As M and I continued with the neurologist’s office and the interminable appointments for testing, the next one on the agenda would be with the psychologist. He would complete a four-hour assessment . . . but first he would meet with M and go over his earlier test results and then let us know in a couple of weeks if he would accept M as a patient. Really?!?! Your colleague IN YOUR PRACTICE has referred my husband for an assessment, but you have to decide whether or not you want to take him on?!?! That was one of the days I came really close to biting a hole in my tongue!!
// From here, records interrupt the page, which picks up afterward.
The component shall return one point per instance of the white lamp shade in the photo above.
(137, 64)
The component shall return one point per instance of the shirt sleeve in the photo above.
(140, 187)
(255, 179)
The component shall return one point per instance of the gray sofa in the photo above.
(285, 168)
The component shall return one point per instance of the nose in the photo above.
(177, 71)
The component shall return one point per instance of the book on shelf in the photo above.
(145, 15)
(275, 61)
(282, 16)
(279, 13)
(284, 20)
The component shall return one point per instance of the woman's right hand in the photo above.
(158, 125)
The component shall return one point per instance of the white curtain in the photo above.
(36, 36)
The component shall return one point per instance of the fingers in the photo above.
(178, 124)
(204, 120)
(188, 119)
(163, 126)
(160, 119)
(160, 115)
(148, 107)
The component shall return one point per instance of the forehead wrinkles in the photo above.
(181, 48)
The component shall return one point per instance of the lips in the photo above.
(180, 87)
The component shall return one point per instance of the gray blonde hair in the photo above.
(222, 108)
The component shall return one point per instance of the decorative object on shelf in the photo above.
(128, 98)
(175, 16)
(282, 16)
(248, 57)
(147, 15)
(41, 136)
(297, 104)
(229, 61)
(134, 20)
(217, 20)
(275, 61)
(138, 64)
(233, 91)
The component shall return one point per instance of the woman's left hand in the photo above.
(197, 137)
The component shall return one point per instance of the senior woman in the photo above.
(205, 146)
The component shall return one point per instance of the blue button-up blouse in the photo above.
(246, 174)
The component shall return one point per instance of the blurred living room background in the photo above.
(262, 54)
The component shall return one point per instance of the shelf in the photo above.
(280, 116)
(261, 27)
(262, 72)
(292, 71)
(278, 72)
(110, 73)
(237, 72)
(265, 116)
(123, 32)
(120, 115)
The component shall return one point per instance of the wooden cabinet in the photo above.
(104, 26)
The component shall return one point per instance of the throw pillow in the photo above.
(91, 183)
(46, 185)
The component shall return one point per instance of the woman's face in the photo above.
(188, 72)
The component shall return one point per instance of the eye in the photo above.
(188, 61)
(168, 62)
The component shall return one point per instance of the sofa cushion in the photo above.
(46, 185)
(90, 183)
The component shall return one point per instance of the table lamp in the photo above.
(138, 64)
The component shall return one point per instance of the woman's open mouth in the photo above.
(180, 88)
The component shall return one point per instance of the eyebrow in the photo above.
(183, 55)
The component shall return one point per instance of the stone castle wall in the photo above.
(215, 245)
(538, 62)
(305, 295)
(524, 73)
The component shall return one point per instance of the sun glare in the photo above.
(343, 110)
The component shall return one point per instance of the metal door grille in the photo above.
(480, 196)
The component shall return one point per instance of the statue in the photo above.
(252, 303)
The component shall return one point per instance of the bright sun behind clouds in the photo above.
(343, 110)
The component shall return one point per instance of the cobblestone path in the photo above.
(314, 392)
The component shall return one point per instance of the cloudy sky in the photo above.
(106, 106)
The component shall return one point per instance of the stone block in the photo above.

After several weeks, M finally got the green light, so he met with the psychologist for a short session of testing, while I waited in the lobby. I was called into the office to talk to both of them for a few minutes at the end of the appointment and I got the feeling that the doctor didn’t understand why M was in the office. Ahh . . . I thought – M must have done well on these tests. The doctor asked M why he was coming in for these visits and these tests and he motioned at me with his thumb, “You’d have to ask her.” Great. Now I’m “her.” I calmly explained that I was concerned about his memory and cognitive issues and told the story of the candles in the window at Christmas. I could feel M scoffing at what he called my over-reacting and was afraid that the doctor was going to agree with him. Believe it or not, I was relieved when the doctor said he wanted to continue with testing and wanted to schedule the much longer test with M. This was May or June and, thanks to vacations and health care systems buying out different physician practices, it would be nearly October before M would actually take the four hour psychological assessment.